Medicare Contribution Tax
An additional 3.8% of Medicare tax for higher-income earners — individuals who earn more than $200,000 per year, $250,000 for joint filers — enacted by the Patient Protection and Affordable Care Act, commonly known as the healthcare reform law or ObamaCare, took effect in 2013.
This surtax only applies to the lesser of net investment income or the amount of modified adjusted gross income above the threshold.
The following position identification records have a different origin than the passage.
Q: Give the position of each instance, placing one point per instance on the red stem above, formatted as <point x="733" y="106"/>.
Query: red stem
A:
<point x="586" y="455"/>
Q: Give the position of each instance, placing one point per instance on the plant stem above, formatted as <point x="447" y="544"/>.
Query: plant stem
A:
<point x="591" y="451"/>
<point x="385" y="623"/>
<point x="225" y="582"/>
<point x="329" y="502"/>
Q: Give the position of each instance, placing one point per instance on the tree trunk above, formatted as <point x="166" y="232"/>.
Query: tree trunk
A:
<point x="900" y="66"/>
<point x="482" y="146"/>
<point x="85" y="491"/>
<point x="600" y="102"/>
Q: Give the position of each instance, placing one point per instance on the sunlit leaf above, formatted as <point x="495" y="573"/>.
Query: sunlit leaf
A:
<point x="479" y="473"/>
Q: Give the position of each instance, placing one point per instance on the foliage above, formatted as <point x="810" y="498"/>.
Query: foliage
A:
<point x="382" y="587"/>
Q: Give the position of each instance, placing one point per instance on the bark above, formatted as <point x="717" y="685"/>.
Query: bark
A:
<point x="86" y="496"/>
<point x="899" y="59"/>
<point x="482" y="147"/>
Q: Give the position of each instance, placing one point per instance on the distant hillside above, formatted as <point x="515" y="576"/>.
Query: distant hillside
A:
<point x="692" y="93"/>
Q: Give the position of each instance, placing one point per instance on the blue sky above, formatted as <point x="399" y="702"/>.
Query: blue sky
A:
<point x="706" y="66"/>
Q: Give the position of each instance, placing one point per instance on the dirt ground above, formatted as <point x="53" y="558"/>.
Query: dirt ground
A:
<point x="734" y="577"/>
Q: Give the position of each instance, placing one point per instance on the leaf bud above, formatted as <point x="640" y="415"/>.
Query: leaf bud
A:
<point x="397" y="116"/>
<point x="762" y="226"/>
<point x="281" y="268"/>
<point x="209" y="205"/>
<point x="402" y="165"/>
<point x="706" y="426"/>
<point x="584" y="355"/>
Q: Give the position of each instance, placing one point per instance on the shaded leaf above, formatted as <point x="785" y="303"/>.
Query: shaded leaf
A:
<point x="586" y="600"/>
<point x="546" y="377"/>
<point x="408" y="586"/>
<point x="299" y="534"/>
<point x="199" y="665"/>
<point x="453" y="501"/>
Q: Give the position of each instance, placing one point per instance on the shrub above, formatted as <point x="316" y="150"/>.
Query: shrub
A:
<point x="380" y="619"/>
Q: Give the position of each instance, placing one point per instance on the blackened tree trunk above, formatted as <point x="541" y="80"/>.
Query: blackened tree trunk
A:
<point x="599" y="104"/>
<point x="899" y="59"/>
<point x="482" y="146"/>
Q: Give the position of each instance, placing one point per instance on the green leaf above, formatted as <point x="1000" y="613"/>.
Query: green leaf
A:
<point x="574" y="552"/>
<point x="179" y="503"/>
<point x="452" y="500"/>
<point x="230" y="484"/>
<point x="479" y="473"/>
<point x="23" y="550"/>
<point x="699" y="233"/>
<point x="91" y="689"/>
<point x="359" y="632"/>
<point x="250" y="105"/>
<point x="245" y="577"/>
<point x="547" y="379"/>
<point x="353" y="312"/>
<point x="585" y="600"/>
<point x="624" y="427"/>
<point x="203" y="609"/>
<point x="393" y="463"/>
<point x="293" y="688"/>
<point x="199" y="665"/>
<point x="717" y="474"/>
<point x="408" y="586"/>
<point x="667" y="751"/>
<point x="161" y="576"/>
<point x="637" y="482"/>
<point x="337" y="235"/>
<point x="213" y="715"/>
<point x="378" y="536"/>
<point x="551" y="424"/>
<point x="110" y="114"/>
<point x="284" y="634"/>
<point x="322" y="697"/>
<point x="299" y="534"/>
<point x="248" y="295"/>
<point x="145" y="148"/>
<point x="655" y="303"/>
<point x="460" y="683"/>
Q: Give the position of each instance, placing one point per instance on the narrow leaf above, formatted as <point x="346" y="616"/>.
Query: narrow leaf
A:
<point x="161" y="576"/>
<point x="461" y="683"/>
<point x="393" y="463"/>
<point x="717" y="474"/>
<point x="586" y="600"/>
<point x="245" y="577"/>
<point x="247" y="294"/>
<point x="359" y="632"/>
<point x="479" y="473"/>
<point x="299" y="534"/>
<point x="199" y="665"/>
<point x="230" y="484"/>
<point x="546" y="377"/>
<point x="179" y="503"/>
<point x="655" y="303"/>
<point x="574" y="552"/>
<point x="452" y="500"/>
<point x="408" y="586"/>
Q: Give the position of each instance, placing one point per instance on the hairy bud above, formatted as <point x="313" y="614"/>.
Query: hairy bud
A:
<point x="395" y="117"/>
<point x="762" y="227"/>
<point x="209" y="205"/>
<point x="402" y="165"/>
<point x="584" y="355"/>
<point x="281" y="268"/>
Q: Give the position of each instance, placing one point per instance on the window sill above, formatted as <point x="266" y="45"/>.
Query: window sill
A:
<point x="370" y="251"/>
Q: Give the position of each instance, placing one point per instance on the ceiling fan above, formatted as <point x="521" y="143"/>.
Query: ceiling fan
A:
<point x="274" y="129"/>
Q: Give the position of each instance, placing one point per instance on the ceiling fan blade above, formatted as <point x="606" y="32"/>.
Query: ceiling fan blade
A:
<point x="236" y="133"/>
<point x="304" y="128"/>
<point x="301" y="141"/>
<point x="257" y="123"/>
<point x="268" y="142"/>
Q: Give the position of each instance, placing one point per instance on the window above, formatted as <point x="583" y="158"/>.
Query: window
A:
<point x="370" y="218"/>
The 3.8% surtax also applies to salaries and self-employment income. Previously, the Medicare tax was a flat 2.9%, with employers and employees each responsible for 1.45% while self-employed individuals paid the entire 2.9%. From 2013 onwards, essentially, high-income earners now pay an additional 0.9% on salaries and self-employment income above the threshold.
Exemptions and Deductions Phase-Outs
High-income taxpayers will once again face reductions of their exemptions and itemized deductions based on their income levels. These Personal Exemption Phaseout (PEP) and limitation on itemized deductions were temporarily eliminated as part of the Bush era tax cuts but were re-introduced in the ATRA.
Filing Status for Same-Sex Couples
As a result of the 2013 Supreme Court decision, same-sex marriages that are recognized under state or foreign laws must now be recognized for federal tax purposes. Same-sex couples married under these laws need to file using either Married-Joint or Married-Filing-Separate status in the 2013 Federal tax returns.